Lin will be taking on a new role at the charity, leading the grants and impact team overseeing all of the charity’s grant-making programmes. The role also encompasses developing a suite of non-funding offerings, ensuring the Vision Foundation becomes an exemplar “Funder Plus” Foundation – offering capacity building, shared learning, convening, and a shared platform for the voices of other sight loss charities, grantees and their beneficiaries.
Speaking of her appointment, Lin Richardson said:
“I feel privileged and humbled to take on a role with such a clear and important purpose. I look forward to working with the entire Vision Foundation team to oversee an exemplary grants programme and make a difference to the lives of blind and partially sighted children and adults across London. I am excited to be joining such a dynamic and forward-looking charity.”
Olivia Curno, Chief Executive of the Vision Foundation said:
“I am delighted to welcome Lin as our new Director of Grants and Impact. She brings wide-ranging experience as a grantmaker, together with the drive and determination to make a difference to blind and partially sighted people in our capital. This is a crucial new leadership role for the charity, responsible for partnerships with fellow funders and influencers and other voluntary, community and public sector bodies.”

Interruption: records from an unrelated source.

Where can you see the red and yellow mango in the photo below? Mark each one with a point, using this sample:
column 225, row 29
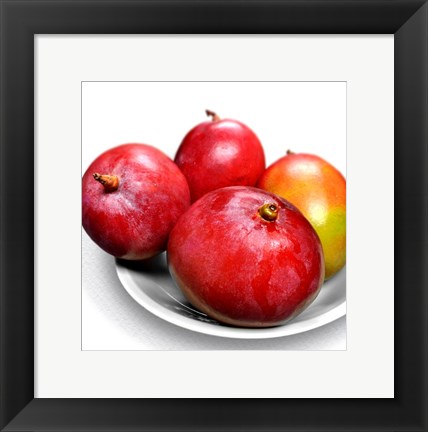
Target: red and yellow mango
column 318, row 190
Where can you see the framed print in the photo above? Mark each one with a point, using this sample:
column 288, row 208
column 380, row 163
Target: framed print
column 91, row 377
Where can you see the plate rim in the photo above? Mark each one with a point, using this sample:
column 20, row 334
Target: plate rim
column 130, row 286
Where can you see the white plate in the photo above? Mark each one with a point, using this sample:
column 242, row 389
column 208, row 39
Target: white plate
column 150, row 284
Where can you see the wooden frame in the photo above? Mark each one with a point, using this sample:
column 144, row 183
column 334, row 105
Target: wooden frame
column 20, row 21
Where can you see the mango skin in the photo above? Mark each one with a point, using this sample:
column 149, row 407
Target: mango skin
column 318, row 190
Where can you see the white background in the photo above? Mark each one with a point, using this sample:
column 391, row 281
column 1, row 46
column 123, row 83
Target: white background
column 366, row 63
column 301, row 116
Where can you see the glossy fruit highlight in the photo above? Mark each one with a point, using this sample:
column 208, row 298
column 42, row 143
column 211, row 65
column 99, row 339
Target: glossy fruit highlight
column 132, row 195
column 318, row 190
column 246, row 257
column 220, row 153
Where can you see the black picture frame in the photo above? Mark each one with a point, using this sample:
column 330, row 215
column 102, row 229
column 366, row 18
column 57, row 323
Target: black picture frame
column 20, row 21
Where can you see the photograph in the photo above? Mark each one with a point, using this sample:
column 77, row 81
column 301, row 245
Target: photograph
column 213, row 216
column 213, row 207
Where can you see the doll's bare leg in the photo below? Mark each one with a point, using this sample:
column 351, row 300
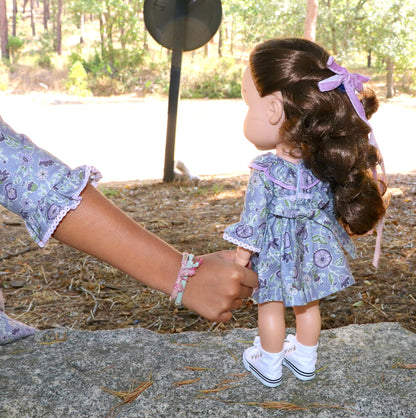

Lin has worked within the grant-making sector for nearly two decades and is well versed in the breadth of the discipline including grants assessment, programme and strategy development, and relationship management. She has extensive experience working alongside grantees, advisory panels and partner organisations, ranging from government departments to other funders and national charities.
Lin’s determination to join the sight loss sector was influenced by her role as a puppy walker and boarder for Guide Dogs. She and her family look after puppies during the first year of their lives and support their early training and socialisation. She has also trained as a sighted guide. Elsewhere Lin acts as a mentor to young people through the Promentor Programme at the University of Oxford and to professionals working in the grant-making sector through the Grant Funders Network.